Interactive stories are a something I find interesting. I apologize for what follows.
Dear Esther is less of a game, and more of a story. It is interactive, but your actions have no effect on the story. The story is conveyed partially through the narrator, and has some added nuance through details in the scenery.
Heavy Rain is a interactive story, in the sense that there is a story, and your actions affect it. It's certainly the the most well known of those types of games, recently. (Though David Cage et all have a new game coming out next week). The thing is, while it's almost certainly the game with the best production quality, it's not particularly great. In Heavy Rain, you don't make meaningful choices. One could argue that you don't make choices at all.
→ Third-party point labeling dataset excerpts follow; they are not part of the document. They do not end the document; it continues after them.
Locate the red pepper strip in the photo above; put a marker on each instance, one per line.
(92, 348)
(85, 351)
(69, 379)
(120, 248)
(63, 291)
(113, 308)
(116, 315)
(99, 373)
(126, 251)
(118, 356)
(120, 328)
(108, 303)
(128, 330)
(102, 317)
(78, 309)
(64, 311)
During the game, you look for clues. Roughly, the plot of the game is that you look for clues, you find them or you fail to, and then you go look for another clue, until time runs out and the game wraps up and ends. It's not presented to you as a choice. You need to find the kid, and you need clues to do that. There's no reason you would want to purposefully miss a clue, so the only way that happens is when you screw up. The most important "choices" you make aren't choices, they're just penalties for overlooking something or screwing up a quick-time event.
In a linear story, each plot point leads to the next. e.g. P1 -> P2 -> P3, until the end of the book. In an interactive story, the plot branches, obviously. The more choices a player has, the more interactive the story appears. The problem is, we can't actually give the player infinite choices, since obviously it's impossible to write code to deal with every possible choice a player may make. We don't have anything that can handle the interactions necessary to make the game a sandbox and let the player run wild. Instead, you end up with things like Mass Effect, where the game tracks things like your reputation, previous dialog choices with NPCs, etc. They try to make NPCs react to you in an interactive and organic way, but your interactions are still governed by the limitations of the game.
Convergence is a trick used to give the illusion of choice. Rather than write several different plots, for each choice you make, the authors will write a few lines of dialog seperately for the choice you made, and then throw you back into the same plot line as everyone else. If, say, you choose to kill the sympathetic antagonist mini-boss, you get a line about how he had it coming, and if you spare his life, you get some line about how merciful and compassionate you are. And then the plot progresses. The longer the game lets you believe the plot is solely about the outcome of your choice, the plot feels interactive. Often you can see this in plot missions:
I'm sure you're also familiar with stories with multiple endings. Choose your own adventure books have them, the movie Clue has them, binary morality system games like Infamous have them. They change the narrative of the fiction, but they don't always do a great job at making it interactive. For example, right at the end of the game, Bastion had a choice. It changed the outcome of the story, sure, but it was a little lazy: nothing you did up to that point affected the outcome. No one would call it an interactive story game. Similarly, Infamous gives you an ending based on your morality. If you were evil, you get the evil ending. It feels better, because it's tied to your actions in the game, but it's also not really very interactive: the plot is the same all the way up until that point.
Heavy Rain basically just has multiple endings. All that happens when you fail to find a clue is that the scene ends early and moves you on to the next one. Occasionally, you might skip a future scene or get an extra scene depending on your outcome. It's really an extraordinarily linear game with a few multiple endings (mostly decided on a few quick-time events in the last twenty minutes.)
If you really like interactive stories, you should look to text adventures (often called interactive fiction). [IFComp](www.ifcomp.org) is a good place to start, as is Brass Lantern, and aeontech recommended Emily Short's blog here about a year ago. One of the major reasons modern games don't have many choices is because of the high cost of adding a choice. Writing it, scripting a new cutscene, recording voices all costs money. Interactive fiction have some of the most complex choices, because they don't have to deal with that; the cost to add new choices and new scenes is minimized.
If you're interested in some theory about interactive stories, I'd highly encourage you to read the book Chris Crawford on Interactive Storytelling. I read it sometime when I was in elementary school, for fun, and it's remained one of the more interesting books I've ever read. Here's a review of it.
By the way, no "interactive story game" will ever be as interactive a story as can be told with actual human interaction, such as Dungeons and Dragons or free form role-playing and storytelling.
Façade might come close though, it's probably the closest thing I've seen to organic, unlimited choices, while still being something resembling a game.